Bread Baker's Challenge #1 ANADAMA BREAD
baked bread challenge # 1- ANADAMA BREAD
The origins of this bread it is diverse and confusing, there are so many stories about it. Peter Reinhart in his book makes sense saying it is possible to come from a lonely, unhappy man in Rockport, MA whose wife left him, one given day. All remaining in his lonely house was some flour, cornmeal, and molasses. He starts making "ANA DAMN'ER!" bread from all of this.
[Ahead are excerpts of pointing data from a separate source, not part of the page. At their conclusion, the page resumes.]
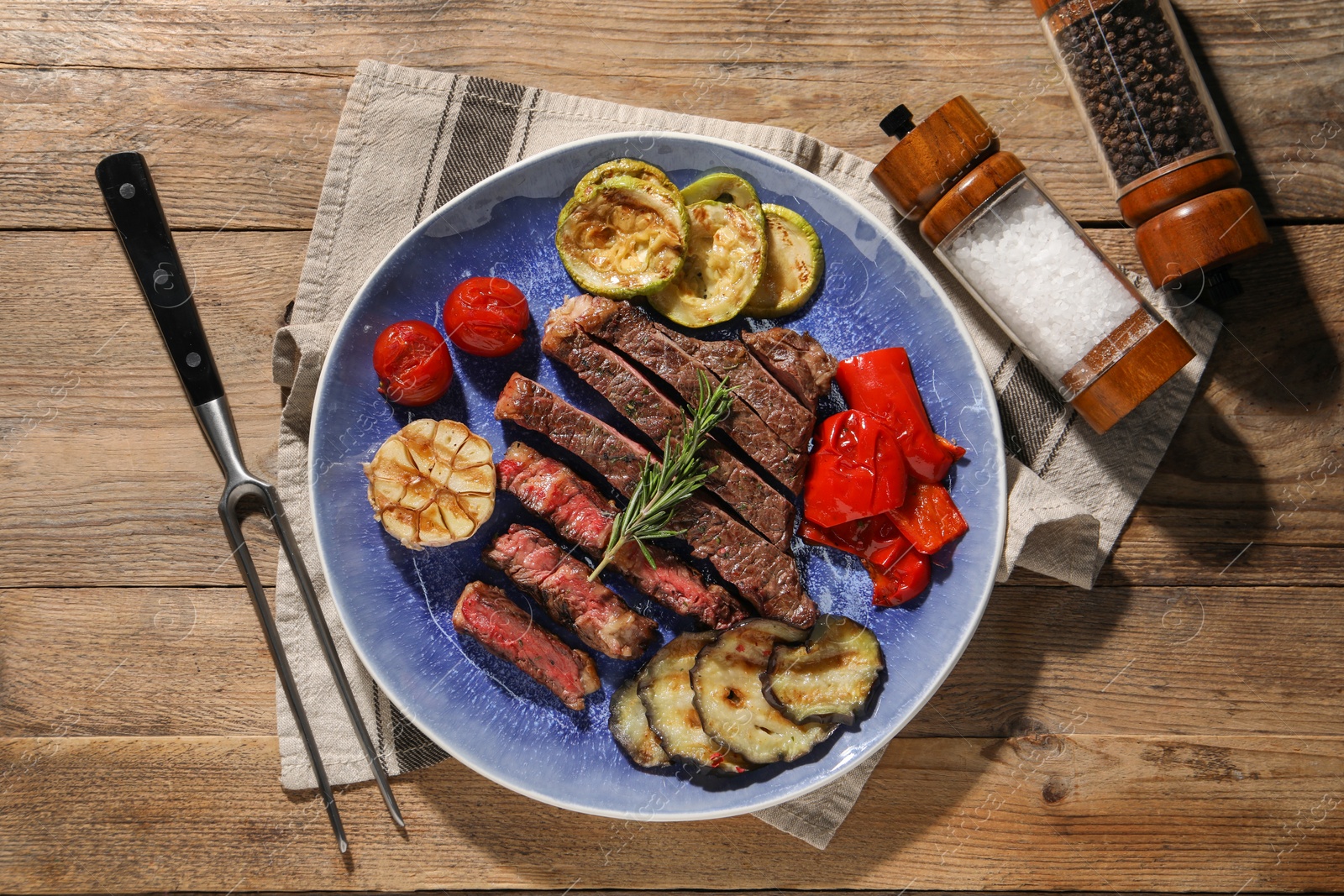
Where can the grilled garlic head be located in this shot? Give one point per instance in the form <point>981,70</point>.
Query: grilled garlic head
<point>432,484</point>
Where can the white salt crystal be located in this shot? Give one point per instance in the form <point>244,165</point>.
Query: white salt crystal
<point>1043,282</point>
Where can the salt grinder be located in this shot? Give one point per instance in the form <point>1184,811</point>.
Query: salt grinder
<point>1070,309</point>
<point>1160,140</point>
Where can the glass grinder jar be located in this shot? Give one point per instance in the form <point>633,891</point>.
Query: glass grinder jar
<point>1038,275</point>
<point>1153,125</point>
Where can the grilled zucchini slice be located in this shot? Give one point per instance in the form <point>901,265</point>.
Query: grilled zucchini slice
<point>718,184</point>
<point>793,264</point>
<point>664,688</point>
<point>624,238</point>
<point>624,168</point>
<point>828,678</point>
<point>723,266</point>
<point>726,680</point>
<point>631,728</point>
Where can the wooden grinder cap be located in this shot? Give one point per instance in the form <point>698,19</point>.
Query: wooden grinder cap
<point>1200,235</point>
<point>1135,375</point>
<point>932,156</point>
<point>968,195</point>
In the end, after I baked this bread I was surprised as well as the taste and texture of cornmeal in each slice. I definitely will make it again, maybe changing the shape AND THE METHOD OF BAKING...
Ingredients:
SOAKER:
(overnight)
1 Cup corn meal (preferably coarse)
1 cup water
DOUGH
4 ½ cups unbleached flour
2 teaspoon yeast
1 cup, lukewarm water
1 ½ teaspoon salt
6 tablespoons molasses
2 tablespoons butter
The evening before baking I mixed one cup of cornmeal and one cup of water, and leave it covered until the next day.
DIRECTIONS:
A day before baking, soak corn meal in water and leave overnight at room
temp.
Next day, mix all the ingredients and knead for 10 minutes to become light,
elastic dough. This operation can be done by a bread machine.
Butter a bowl and put the dough, covered with plastic wrap,
at room temp until it doubles in size./ about 90 minutes.
Remove the dough from the bowl, divide and shape it into 2
loaves.
Proof them again,
60-90 minutes, until they double in size.
As an option, at this point, you can refrigerate the loaf for up to 2 days, and leave them to warm for about 4 h before bake.
Heat the oven to 350F, and put the loaf to bake, after 20
minutes, rotate the loaf 360 degree, to be baked evenly, for about 20 minutes
more.
They are done when they sound hollow and crispy.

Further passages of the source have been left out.